Notebook Orchestration from the Streaming Engine: Image Processing with Onesait Platform
In the Onesait Platform, you have the possibility of orchestrating the execution of notebooks (or even individual paragraphs of them).
With this feature, you can orchestrate processes based on Notebooks and even parallelize them by distributing the workload. You can pass dynamic parameters to these Notebooks, where you can include fixed or flow-generated information on any language used in the Notebooks, and start their execution later.
Same as in the input parameters, the generated data’s output is possible in one or in several paragraphs of a Notebook, including information generated by an analytical process within the flow, and then make decisions based on it.
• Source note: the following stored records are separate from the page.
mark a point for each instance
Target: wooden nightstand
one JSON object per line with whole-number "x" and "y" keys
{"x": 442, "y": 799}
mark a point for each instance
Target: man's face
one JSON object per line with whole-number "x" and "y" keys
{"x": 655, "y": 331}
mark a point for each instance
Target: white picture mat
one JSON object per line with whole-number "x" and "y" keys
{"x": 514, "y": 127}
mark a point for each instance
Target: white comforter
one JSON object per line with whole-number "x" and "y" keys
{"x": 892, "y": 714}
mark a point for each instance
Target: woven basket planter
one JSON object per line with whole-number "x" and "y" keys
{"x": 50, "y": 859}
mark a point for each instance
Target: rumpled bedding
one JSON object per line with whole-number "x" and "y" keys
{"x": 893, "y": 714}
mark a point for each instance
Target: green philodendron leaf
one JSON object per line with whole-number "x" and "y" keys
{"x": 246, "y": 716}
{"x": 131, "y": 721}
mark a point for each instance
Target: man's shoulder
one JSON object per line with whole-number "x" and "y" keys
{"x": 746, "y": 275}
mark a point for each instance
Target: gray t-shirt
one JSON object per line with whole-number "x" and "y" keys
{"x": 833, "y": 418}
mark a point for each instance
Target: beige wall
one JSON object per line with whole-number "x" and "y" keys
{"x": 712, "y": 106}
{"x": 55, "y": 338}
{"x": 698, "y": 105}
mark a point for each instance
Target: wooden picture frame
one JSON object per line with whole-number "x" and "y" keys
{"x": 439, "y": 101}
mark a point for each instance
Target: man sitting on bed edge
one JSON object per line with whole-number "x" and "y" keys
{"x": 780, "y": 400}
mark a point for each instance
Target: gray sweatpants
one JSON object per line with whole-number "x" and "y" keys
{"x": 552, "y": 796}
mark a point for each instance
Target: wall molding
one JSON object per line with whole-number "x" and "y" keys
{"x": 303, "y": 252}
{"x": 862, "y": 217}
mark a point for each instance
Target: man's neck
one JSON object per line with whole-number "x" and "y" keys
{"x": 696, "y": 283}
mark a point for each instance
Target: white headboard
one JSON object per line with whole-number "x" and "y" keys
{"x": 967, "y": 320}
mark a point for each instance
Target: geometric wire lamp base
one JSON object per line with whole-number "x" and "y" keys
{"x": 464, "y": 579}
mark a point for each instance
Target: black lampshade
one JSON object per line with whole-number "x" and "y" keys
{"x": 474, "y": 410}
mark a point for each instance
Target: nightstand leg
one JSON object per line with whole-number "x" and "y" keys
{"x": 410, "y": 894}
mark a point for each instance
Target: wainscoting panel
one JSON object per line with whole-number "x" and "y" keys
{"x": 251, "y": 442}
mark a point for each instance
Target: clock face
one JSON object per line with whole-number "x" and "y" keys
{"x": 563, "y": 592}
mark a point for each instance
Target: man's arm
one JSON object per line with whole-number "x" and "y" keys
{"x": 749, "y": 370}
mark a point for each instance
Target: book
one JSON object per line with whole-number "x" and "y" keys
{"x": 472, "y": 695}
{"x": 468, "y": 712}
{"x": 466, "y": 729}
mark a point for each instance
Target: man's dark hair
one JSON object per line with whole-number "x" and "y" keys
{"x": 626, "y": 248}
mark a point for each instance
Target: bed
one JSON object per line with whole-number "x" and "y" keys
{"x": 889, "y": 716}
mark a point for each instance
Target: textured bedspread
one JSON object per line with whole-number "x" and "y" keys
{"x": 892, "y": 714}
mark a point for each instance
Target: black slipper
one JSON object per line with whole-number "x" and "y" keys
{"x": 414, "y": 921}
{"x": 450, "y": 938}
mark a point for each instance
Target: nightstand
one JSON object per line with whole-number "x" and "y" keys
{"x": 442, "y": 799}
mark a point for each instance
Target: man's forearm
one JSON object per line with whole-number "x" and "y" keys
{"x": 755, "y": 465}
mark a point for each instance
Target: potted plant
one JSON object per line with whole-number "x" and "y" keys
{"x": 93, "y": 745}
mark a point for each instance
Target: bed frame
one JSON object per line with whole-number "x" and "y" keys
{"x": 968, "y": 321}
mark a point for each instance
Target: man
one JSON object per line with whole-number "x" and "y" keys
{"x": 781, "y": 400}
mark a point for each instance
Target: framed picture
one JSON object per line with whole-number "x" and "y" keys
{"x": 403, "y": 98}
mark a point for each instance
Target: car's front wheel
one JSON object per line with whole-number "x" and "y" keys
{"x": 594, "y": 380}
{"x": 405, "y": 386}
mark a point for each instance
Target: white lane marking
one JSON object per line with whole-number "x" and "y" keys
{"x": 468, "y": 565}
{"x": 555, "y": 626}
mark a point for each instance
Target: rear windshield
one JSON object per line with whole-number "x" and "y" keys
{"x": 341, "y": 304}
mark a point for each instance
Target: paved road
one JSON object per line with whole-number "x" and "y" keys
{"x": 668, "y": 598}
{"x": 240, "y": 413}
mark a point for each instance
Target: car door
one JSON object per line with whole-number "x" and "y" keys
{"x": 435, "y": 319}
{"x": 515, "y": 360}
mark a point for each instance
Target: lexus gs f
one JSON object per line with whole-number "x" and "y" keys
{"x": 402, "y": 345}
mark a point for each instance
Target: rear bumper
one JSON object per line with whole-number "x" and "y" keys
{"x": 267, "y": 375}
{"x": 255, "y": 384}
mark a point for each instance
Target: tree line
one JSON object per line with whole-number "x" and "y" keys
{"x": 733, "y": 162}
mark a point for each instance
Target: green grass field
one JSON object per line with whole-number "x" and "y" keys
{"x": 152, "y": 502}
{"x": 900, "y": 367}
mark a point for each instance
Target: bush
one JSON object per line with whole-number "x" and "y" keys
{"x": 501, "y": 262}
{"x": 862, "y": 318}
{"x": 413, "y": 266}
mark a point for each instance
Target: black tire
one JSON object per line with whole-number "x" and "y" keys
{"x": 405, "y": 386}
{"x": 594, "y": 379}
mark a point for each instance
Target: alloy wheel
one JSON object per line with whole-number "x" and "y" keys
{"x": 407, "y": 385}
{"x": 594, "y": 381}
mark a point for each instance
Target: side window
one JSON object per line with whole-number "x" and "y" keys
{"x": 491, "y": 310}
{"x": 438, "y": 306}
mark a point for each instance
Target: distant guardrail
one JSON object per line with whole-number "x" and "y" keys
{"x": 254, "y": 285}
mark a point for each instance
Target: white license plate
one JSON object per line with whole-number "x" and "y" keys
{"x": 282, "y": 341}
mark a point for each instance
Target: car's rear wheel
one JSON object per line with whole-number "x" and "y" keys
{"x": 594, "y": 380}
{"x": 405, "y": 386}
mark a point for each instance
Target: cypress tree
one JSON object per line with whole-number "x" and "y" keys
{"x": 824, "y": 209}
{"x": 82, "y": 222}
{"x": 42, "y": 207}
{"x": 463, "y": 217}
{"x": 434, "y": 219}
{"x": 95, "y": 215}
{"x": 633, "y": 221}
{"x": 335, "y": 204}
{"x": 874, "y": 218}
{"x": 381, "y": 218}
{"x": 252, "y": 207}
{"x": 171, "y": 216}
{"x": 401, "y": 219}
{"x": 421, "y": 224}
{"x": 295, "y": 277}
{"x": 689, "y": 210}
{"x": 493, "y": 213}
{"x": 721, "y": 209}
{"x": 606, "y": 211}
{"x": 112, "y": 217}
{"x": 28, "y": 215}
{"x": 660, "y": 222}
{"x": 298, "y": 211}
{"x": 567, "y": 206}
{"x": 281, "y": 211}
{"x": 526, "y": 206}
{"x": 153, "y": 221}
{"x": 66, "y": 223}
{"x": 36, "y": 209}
This tutorial will show how you can do image processing in Notebooks with Python PIL. You will also orchestrate it and make it available as an API from the flow engine. Lastly, you will make a dashboard to launch the process and view the result.
To do this, you will use the following components of the Onesait Platform:
- Notebooks: You will create several notebooks using the PIL image processing library for Python.
- Flow Engine: You will orchestrate the calls to the different Notebooks to be able to process an input image, generate a histogram and apply several filters (Blur, grayscale and combination of both). You will also publish an API that will manage the launch of the image processing.
- Binary Files: You will store both the starting image and the processing results.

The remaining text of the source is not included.